Despite my husband’s belief that my hobby has taken over our lives, I am yet to own a quernstone – it’s on my Christmas list. Because of this, I had to grind the grains little by little in a mortar and pestle. Let me tell you, for those of you who have never done this, it was Not Fun. It took well over half an hour to pulverise even just 100g of grain and at the end of it my FitBit told me I’d done 13 minutes of active cardio – a personal best if ever I saw one.

Ground and unground malted einkorn. I have a new found respect for bakers and brewers of pre-blender times.

For the unmalted mash I decided to do something different and used barley; a common and popular grain of ancient Egypt. I ground another 100g of this, sweating and swearing like I imagine all Egyptian brewers must have done (or perhaps not if they had the right tools – hint hint, J.)

The malted einkorn was then added to room temperature water while the barley was added to water that had recently boiled but was warm rather than hot. The barley was then heated further until it thickened to a porridge like consistency and smelled, well, porridgy and delicious. I mixed both mashes together in a large pan and left the lot to cool completely.

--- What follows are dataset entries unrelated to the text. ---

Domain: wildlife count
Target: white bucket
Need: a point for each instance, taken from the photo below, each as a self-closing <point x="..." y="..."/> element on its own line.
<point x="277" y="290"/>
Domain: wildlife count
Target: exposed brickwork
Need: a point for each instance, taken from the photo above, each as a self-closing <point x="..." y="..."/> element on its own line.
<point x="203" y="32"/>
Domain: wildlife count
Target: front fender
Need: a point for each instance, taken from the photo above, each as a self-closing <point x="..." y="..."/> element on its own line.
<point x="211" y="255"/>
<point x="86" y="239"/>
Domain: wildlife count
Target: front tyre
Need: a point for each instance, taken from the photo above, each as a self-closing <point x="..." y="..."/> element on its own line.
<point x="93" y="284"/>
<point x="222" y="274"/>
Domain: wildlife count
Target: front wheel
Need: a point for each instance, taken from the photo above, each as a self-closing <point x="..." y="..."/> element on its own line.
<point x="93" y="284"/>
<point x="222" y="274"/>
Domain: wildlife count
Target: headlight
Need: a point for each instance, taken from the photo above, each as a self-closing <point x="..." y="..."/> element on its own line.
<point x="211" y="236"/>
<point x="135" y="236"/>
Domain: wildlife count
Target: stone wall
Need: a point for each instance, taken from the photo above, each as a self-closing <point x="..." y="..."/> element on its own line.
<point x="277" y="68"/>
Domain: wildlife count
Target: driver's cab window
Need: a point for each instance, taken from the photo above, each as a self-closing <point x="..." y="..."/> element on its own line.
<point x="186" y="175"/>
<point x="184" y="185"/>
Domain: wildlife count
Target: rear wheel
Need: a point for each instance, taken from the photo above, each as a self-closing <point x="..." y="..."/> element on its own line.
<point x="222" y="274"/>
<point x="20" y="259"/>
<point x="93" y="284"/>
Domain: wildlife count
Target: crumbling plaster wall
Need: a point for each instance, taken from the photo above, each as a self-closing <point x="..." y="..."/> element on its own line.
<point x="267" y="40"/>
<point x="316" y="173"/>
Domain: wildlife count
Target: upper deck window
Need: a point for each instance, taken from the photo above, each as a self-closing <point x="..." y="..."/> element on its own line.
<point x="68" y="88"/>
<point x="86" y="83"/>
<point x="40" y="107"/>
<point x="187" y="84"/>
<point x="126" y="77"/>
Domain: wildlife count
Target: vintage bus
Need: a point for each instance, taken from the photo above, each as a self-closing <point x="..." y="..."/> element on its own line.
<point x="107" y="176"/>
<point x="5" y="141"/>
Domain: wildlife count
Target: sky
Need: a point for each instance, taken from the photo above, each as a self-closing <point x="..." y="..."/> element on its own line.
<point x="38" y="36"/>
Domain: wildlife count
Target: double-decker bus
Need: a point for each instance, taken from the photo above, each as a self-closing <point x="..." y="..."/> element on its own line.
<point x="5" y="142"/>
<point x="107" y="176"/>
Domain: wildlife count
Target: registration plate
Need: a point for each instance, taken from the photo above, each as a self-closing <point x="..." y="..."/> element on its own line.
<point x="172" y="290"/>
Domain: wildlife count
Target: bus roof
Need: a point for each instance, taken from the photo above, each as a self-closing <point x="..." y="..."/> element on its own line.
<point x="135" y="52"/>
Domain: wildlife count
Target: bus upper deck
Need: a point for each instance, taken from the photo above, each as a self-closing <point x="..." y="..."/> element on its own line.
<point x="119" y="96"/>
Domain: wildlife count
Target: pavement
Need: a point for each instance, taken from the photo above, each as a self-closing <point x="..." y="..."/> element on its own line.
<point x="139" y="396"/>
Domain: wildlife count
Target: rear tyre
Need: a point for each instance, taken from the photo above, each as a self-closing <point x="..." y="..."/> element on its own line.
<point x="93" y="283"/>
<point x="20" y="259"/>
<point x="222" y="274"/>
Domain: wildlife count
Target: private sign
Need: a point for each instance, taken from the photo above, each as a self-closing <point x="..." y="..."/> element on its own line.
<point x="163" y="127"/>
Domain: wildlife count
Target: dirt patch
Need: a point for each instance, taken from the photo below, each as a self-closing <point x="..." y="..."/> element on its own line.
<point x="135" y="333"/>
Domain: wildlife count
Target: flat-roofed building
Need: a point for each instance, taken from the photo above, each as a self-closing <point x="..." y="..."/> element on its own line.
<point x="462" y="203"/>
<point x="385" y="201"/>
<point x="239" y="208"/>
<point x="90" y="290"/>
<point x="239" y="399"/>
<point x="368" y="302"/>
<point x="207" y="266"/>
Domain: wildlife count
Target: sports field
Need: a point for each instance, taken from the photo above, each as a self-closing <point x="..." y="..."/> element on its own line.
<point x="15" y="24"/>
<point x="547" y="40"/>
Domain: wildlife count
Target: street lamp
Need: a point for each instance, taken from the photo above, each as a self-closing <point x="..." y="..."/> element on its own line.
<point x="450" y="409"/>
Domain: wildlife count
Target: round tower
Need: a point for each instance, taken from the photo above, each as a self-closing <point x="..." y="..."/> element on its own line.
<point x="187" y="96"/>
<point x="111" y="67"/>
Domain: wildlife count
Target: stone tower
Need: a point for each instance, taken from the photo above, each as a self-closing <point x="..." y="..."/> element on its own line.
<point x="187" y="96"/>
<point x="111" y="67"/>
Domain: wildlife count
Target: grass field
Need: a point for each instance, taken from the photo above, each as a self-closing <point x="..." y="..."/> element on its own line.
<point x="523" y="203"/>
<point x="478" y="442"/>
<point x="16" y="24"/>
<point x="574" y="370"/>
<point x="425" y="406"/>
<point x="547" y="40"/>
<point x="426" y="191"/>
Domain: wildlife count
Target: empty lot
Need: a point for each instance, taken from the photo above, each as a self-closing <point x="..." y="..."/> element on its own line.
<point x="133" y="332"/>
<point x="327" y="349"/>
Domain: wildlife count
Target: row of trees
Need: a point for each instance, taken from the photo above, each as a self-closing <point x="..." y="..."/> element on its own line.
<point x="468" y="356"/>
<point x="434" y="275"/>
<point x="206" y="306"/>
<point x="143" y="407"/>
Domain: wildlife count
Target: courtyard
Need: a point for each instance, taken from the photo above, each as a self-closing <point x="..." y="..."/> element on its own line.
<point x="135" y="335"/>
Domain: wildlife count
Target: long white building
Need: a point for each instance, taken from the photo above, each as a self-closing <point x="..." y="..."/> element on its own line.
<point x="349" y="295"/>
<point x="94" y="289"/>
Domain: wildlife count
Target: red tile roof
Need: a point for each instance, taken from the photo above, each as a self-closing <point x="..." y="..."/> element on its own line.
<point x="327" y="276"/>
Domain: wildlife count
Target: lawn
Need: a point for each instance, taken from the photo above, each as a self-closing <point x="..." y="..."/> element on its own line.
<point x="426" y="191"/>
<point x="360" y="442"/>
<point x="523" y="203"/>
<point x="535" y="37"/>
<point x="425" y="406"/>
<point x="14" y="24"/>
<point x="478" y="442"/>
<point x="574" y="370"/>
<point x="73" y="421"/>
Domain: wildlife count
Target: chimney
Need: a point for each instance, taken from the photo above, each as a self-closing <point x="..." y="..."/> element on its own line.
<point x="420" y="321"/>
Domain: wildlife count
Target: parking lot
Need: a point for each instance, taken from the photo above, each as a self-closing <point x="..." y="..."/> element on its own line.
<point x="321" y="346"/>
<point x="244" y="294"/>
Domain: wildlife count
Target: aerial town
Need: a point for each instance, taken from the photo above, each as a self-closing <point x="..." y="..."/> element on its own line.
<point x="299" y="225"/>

Homebase: the place for all your DIY, garden and ancient cookery needs

The Egyptians brewed their beer in ceramic vessels that looked like tall flowerpots. I didn’t need much more of an excuse, so popped off to Homebase to purchase a terracotta pot. The trouble was that all the pots had holes in the bottom of them to allow water to drain out of. As I explained to the bemused shop assistant, this simply wouldn’t do. Were there any plugs I could buy to stop the hole up? He offered me some sort of plastic tray and backed away slowly, but it didn’t really do the trick.

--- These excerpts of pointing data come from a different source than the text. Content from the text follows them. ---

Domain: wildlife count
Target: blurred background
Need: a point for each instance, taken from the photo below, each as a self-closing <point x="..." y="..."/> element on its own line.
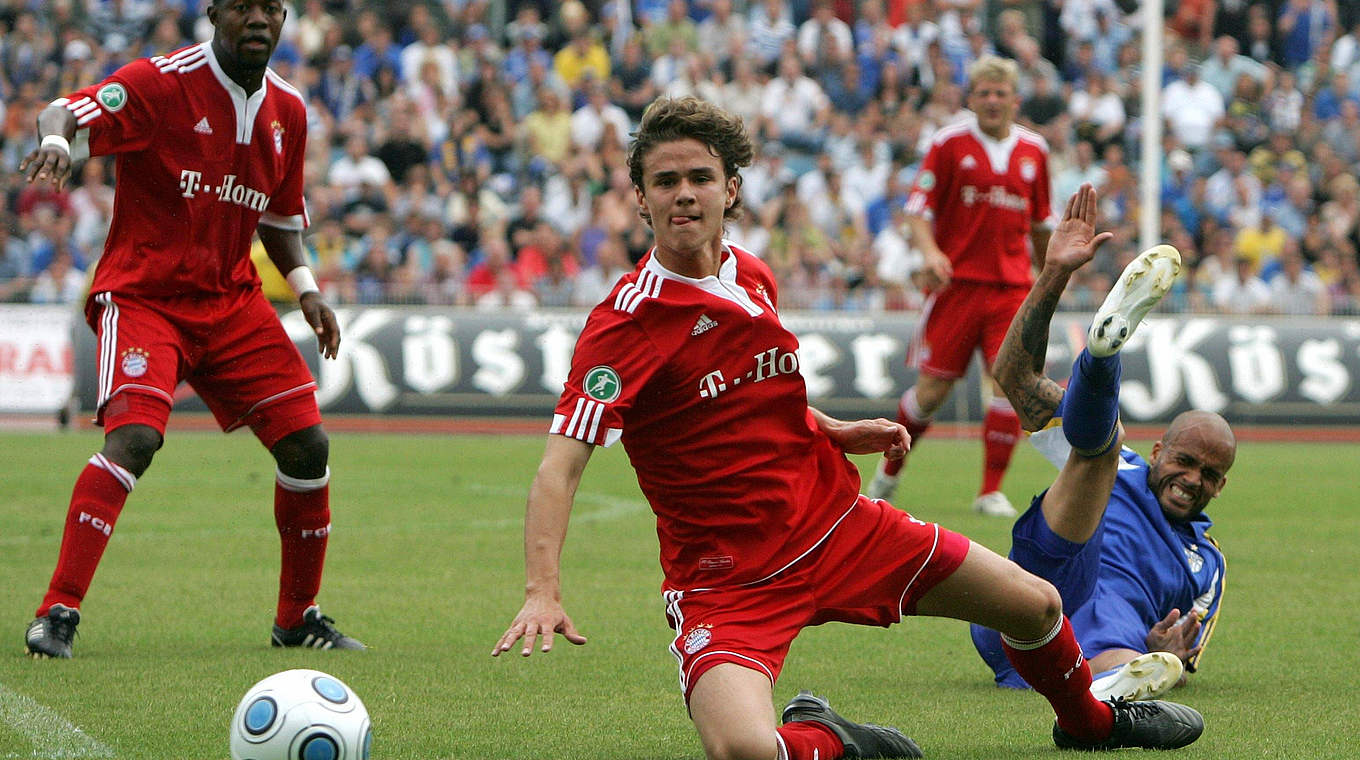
<point x="472" y="151"/>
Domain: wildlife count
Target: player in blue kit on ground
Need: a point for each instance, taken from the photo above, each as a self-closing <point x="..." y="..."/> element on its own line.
<point x="1124" y="539"/>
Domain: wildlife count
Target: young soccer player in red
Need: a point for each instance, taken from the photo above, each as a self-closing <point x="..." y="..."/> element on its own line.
<point x="978" y="208"/>
<point x="760" y="522"/>
<point x="210" y="148"/>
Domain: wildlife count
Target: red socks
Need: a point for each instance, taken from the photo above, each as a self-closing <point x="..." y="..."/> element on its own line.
<point x="95" y="503"/>
<point x="1057" y="669"/>
<point x="808" y="740"/>
<point x="302" y="513"/>
<point x="917" y="424"/>
<point x="1000" y="433"/>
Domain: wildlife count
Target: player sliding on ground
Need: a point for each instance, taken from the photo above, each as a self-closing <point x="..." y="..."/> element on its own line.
<point x="1124" y="539"/>
<point x="760" y="522"/>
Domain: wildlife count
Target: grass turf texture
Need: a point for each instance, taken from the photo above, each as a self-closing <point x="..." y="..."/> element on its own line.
<point x="426" y="567"/>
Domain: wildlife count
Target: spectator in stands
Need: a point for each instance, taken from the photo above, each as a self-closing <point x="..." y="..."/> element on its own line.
<point x="588" y="123"/>
<point x="1261" y="244"/>
<point x="661" y="36"/>
<point x="770" y="26"/>
<point x="824" y="37"/>
<point x="1223" y="68"/>
<point x="1303" y="26"/>
<point x="403" y="148"/>
<point x="582" y="53"/>
<point x="342" y="89"/>
<point x="1295" y="288"/>
<point x="794" y="108"/>
<point x="548" y="131"/>
<point x="431" y="48"/>
<point x="60" y="282"/>
<point x="362" y="177"/>
<point x="1241" y="291"/>
<point x="722" y="34"/>
<point x="1192" y="106"/>
<point x="15" y="261"/>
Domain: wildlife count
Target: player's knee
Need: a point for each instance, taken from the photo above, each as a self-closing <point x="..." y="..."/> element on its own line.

I was then struck with inspiration, perhaps sent from Ninkasi herself. I could stop up the hole by using a barley flour dough, mixed to the consistency of putty. It wouldn’t be adding anything that wasn’t already in the mixture, and should fill the gap nicely. For the first time ever, an improvised idea of mine worked! The hole suitably plugged and tested with water, I lay a circle of baking paper over the base as an extra precaution, and poured my two now-cool mashes through a sieve into the pot.

Following the method of Marks, Charles and Boyle, I added a date to speed up fermentation, and an aromatic spice mix of crushed roasted pistachios, rose petals, cumin, coriander and sesame seeds. I covered the pot with a thin cheesecloth and left it to fester – sorry, ferment – for a couple of days.

Waste not want not

In the meantime I pondered what to do with my leftover grains sitting in the sieve and thought back to the beer bread. Despite having no proof I felt sure the ancient Egyptians – or any ancient civilisation used to facing droughts, famines or just slightly poor harvests – would have thought twice about throwing food away if it could be transformed into anything even vaguely edible.

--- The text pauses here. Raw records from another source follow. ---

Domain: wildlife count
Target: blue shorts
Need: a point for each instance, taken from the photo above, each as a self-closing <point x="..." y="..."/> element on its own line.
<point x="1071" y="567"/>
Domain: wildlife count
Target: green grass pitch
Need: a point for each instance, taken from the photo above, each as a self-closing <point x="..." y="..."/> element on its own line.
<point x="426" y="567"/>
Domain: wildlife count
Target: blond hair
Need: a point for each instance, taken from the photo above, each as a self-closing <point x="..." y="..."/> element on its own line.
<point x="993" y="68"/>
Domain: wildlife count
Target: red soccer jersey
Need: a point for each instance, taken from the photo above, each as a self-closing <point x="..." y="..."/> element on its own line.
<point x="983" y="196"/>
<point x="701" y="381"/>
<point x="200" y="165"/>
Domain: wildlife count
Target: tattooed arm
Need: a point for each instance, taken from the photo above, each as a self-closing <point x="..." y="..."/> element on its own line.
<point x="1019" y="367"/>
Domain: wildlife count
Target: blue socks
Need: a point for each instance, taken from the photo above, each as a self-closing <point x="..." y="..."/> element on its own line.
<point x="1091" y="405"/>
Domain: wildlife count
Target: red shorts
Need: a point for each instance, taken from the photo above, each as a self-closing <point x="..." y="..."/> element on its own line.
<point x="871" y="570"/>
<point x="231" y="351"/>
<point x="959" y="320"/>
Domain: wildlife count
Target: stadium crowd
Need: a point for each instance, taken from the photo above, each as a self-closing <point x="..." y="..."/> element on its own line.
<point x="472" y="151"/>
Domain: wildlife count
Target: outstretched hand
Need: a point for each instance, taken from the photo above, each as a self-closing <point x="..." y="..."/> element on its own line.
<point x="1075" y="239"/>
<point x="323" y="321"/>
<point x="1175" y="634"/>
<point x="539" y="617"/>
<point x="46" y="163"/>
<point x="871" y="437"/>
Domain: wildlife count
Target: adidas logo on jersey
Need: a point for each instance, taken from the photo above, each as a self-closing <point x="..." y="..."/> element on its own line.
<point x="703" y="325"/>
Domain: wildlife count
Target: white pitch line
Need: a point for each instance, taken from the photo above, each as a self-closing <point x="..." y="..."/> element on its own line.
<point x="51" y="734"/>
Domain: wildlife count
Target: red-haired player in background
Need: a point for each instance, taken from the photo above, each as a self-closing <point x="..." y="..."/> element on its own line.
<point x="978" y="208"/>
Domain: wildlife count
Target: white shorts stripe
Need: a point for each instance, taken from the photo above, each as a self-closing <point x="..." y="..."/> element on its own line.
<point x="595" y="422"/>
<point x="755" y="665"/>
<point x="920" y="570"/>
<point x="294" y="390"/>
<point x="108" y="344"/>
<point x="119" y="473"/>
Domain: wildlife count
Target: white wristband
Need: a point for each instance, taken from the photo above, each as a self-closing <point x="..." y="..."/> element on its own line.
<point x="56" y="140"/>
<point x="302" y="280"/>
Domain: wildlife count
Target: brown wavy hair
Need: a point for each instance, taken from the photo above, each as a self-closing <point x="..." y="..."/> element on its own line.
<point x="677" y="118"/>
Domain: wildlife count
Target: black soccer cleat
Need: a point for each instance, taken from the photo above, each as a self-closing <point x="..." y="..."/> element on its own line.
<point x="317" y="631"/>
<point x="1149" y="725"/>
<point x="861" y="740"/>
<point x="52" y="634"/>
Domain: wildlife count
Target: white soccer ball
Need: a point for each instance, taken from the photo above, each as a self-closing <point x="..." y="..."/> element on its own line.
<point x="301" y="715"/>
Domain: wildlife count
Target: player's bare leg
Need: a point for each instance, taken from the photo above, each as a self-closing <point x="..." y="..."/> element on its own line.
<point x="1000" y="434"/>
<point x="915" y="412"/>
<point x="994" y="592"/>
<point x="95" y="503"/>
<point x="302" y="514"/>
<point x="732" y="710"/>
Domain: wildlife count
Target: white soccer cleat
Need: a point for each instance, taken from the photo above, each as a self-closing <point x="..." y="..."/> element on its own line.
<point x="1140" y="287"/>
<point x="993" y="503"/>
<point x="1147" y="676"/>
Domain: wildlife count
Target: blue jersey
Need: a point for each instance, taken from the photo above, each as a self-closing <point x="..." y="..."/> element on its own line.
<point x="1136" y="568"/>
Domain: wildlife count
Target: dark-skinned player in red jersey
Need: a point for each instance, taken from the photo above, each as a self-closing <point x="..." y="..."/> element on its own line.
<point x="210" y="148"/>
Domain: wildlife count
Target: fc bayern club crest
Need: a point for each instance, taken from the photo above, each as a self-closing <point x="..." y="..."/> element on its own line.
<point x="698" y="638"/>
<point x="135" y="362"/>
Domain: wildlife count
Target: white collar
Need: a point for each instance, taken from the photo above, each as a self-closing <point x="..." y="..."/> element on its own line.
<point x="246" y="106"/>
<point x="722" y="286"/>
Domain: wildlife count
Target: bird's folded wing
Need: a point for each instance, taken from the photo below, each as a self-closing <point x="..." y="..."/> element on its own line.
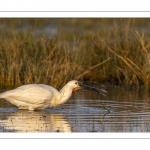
<point x="34" y="94"/>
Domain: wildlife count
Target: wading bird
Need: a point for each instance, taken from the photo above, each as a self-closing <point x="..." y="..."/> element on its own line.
<point x="40" y="96"/>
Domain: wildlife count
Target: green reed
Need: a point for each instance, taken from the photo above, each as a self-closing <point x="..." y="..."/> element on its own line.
<point x="115" y="54"/>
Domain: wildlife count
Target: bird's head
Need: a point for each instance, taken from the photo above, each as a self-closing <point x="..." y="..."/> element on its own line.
<point x="76" y="85"/>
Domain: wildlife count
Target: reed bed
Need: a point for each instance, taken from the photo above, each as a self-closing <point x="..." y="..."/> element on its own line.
<point x="118" y="54"/>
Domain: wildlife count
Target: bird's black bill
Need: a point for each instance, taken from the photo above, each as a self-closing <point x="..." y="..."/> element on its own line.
<point x="100" y="91"/>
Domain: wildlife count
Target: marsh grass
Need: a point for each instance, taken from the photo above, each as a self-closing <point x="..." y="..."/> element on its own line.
<point x="116" y="54"/>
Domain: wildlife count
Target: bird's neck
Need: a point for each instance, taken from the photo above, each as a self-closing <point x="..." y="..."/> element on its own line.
<point x="65" y="94"/>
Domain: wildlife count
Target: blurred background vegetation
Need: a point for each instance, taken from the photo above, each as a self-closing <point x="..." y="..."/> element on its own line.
<point x="55" y="50"/>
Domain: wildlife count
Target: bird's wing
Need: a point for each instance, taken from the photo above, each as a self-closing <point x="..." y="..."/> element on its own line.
<point x="31" y="93"/>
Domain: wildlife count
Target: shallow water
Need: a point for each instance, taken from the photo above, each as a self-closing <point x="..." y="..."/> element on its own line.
<point x="120" y="111"/>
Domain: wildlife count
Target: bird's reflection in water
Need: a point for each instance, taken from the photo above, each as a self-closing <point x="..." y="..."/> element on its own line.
<point x="34" y="121"/>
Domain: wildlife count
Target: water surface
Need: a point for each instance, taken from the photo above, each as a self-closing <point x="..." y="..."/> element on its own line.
<point x="120" y="111"/>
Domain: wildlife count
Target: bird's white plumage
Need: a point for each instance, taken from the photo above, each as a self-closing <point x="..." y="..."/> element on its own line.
<point x="38" y="96"/>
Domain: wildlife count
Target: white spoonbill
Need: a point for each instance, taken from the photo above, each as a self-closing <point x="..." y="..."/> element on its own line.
<point x="40" y="96"/>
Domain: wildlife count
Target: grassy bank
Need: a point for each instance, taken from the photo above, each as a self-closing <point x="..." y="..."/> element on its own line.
<point x="116" y="53"/>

I blitzed some dates to a pulp (in a blender, thanks. I wasn’t about to do anything by hand again), and combined the paste with the leftover grain dough. To this I sprinkled in a spoon of the spice mix and patted the mixture into four round discs, which were baked in a low oven for about an hour. They tasted decent enough – a bit molasses-y and nutty, with a powerful spicy punch from the coriander and cumin. I think they’d work well with a sharp cheese, although I ate one on its own without any fuss.

After two days I couldn’t put the terracotta pot sitting on my kitchen counter out of my thoughts any longer. The Egyptians drank their beer straight out of the pots with long straws but I hadn’t made enough to come up to a level that a straw could reach, so I ended up having to pour it into a glass and then wait for it to settle a bit. I somehow ended up with more sediment than drinkable liquid, but there was definitely something there.

The verdict

It smelled unpleasant. Kind of sour, kind of cheesy; not like something I’d normally want anywhere near my mouth. However, I was confident that I’d followed all the instructions and there was no visible mould at least, so I took a gulp.

This would cost you £5 in Shoreditch.

My first mouthful contained too much sediment – a gritty texture with a slight bread-dipped-in-vinegar flavour. I felt my salivary glands go into overtime to combat the sourness of it. Bugger, I thought, it’s gone bad. All that effort for no reward. I’d already eaten a chocolate bar to combat my 13 minutes of active cardio, so I really did have nothing to show for all my work at this point.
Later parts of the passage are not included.